AI and Robots from picking fruits to harvesting plants: Few use Cases
- The popularity for these technologies go well into all sorts of application in the farming sector. Abundant Robotics, a US based startup has developed an apple-picking robot. According to the company it can identify, pluck, and place apples into a crate with roughly the same accuracy and care as a human.
- There also has been instances of AI and machine learning being used to eliminate weeds and hence taking care of plants with utmost precision. Deere & Company acquired Blue River Technology, a pioneer in applying machine learning to agriculture. The latter had earlier applied machine learning to agricultural spraying equipment and intends to extend machine learning usage to enable every farmer in the field to optimize every plants.
- NatureSweet, a texas based company is using AI to monitor tomatoes in their growing season. With cameras installed and algorithms set in place, the company tracks all sorts of emerging problems in plants. The company claims that the AI system has helped increasing the harvest between two and four percent, and the founders hope that number will eventually climb to 20 percent.
- There were also reports of Harper Adams University and Precision Decisions recently testing autonomous drones and vehicle to plant, maintain and harvest a crop, and taking away the credit of being the first in the world to do so.
- A Georgia based startup called AgVoice is developing natural language processing toolkit for farmers. The system interprets sudden death syndrome for the soy fungal disease and prompts for the location and severity of the observation.
Scenario in India
Back in India, the efforts in the direction of artificial intelligence and advanced analytics have been slowly pacing up. While it has marked a spectacular development in other domains such as healthcare, retail, e commerce etc., in terms of introducing AI, farming is yet to take a centre stage.
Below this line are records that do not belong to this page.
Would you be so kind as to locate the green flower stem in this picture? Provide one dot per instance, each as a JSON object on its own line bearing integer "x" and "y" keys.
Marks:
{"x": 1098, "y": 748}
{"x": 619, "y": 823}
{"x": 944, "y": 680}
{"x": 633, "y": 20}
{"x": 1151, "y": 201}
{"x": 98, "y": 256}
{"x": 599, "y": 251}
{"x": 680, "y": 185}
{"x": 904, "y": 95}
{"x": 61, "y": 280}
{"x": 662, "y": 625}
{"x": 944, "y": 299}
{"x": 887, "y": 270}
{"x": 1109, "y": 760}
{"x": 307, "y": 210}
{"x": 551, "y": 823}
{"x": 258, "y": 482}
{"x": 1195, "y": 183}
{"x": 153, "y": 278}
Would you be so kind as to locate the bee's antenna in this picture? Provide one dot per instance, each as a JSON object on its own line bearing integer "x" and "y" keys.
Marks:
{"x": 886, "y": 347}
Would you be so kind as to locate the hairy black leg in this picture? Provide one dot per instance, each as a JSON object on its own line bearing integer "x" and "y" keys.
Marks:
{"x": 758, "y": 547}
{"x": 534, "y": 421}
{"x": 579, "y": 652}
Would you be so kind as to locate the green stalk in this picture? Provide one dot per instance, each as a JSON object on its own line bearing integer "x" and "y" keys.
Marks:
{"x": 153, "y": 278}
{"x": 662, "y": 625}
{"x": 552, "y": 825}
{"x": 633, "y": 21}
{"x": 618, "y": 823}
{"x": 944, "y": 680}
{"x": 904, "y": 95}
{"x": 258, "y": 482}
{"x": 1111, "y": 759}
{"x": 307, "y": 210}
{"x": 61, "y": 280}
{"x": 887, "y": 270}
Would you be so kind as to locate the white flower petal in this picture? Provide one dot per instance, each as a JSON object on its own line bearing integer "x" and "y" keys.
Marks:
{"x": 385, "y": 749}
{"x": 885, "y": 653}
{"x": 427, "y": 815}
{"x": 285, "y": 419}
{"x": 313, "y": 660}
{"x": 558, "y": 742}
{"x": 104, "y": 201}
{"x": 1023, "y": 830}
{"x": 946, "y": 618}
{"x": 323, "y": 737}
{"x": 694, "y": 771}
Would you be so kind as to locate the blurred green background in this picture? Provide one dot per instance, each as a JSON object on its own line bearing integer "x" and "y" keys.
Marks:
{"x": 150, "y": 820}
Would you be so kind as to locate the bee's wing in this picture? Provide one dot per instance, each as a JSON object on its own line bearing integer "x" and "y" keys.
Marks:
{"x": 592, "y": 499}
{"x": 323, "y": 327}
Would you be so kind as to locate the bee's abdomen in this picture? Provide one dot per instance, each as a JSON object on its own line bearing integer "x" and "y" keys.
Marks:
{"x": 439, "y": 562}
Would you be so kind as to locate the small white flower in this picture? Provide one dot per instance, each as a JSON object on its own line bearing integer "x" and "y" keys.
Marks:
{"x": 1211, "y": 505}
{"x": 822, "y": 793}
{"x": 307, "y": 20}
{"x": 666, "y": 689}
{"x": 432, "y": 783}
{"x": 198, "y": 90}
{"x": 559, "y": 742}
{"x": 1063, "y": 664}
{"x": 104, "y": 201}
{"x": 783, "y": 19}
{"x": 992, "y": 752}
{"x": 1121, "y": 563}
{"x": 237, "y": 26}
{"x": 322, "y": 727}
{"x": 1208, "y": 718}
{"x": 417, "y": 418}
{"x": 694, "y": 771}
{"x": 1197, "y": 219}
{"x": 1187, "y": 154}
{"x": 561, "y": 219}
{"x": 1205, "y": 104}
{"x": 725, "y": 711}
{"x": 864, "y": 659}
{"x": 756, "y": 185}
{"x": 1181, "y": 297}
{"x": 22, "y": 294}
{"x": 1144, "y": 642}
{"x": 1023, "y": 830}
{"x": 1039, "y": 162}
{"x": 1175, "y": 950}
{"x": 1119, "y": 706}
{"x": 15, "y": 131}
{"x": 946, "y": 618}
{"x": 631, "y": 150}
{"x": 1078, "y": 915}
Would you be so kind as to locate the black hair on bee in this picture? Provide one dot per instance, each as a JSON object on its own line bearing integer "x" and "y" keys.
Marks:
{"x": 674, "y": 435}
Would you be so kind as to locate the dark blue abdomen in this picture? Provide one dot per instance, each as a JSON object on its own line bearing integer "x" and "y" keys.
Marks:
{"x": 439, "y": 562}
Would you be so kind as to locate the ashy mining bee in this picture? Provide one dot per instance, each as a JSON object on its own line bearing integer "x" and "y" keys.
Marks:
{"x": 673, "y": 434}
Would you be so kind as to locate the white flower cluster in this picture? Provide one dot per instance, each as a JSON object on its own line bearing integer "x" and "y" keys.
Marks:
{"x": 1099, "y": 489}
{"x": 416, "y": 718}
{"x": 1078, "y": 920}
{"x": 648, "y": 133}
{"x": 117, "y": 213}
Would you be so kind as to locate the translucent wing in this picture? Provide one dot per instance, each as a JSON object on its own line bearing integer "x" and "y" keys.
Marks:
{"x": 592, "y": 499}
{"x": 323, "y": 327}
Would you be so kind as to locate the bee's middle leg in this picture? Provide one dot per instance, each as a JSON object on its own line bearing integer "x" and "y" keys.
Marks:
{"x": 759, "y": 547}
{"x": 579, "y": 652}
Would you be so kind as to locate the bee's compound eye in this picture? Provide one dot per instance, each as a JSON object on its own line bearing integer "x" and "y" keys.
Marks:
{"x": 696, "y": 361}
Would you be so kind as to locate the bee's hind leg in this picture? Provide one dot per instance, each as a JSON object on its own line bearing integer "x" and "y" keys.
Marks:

In a very recent development, Karnataka government signed a Memorandum of Understanding with Microsoft India to develop a multi-variant agricultural commodity price forecasting model. Taking into consideration Tur crop to understand the working of prediction model, this model is set to take into consideration historical sowing area, production, yield, weather datasets and other related datasets as relevant, to produce desired result.
Believing that intelligent technologies can deliver solutions in the agriculture sector, the move is aimed at using digital tools powered by AI to help farmers get higher crop yield. It had been reported that Microsoft in collaboration with ICRISAT has deployed a Sowing Advisory Service in the kharif season on a limited pilot, under the “Bhoochetana” project. These have been built on the Microsoft Cortana Intelligence Suite.
While Microsoft is stepping ahead with Karnataka to develop price-forecasting model, IBM Research Labs is making its tools available to entrepreneurs/startups to develop solutions. The AI, cognitive computing, image processing and other advanced technologies by IBM would be made available to bring innovation solutions in the Indian agriculture space.
Another effort in the Indian agrarian space involves New Delhi and Lucknow based Agritech startup Gobasco provides AI-powered data-driven supply chain optimisation platform. It carries out real-time data analytics on data-streams. It is one of first investments of Matrix Partners India in Agritech sector.
On a concluding note
Apart from being highly accurate and fast, these AI technologies are quite affordable. Experts claim that it may not be the most exciting technological venture, but can be quite beneficial. Leading a way into bringing high quality food, it is also speculated to be fighting against world hunger. Though there are opinions about AI being too rigid for agricultural environments, the advancing of AI in farming is reaching newer heights, and is expected to grow more!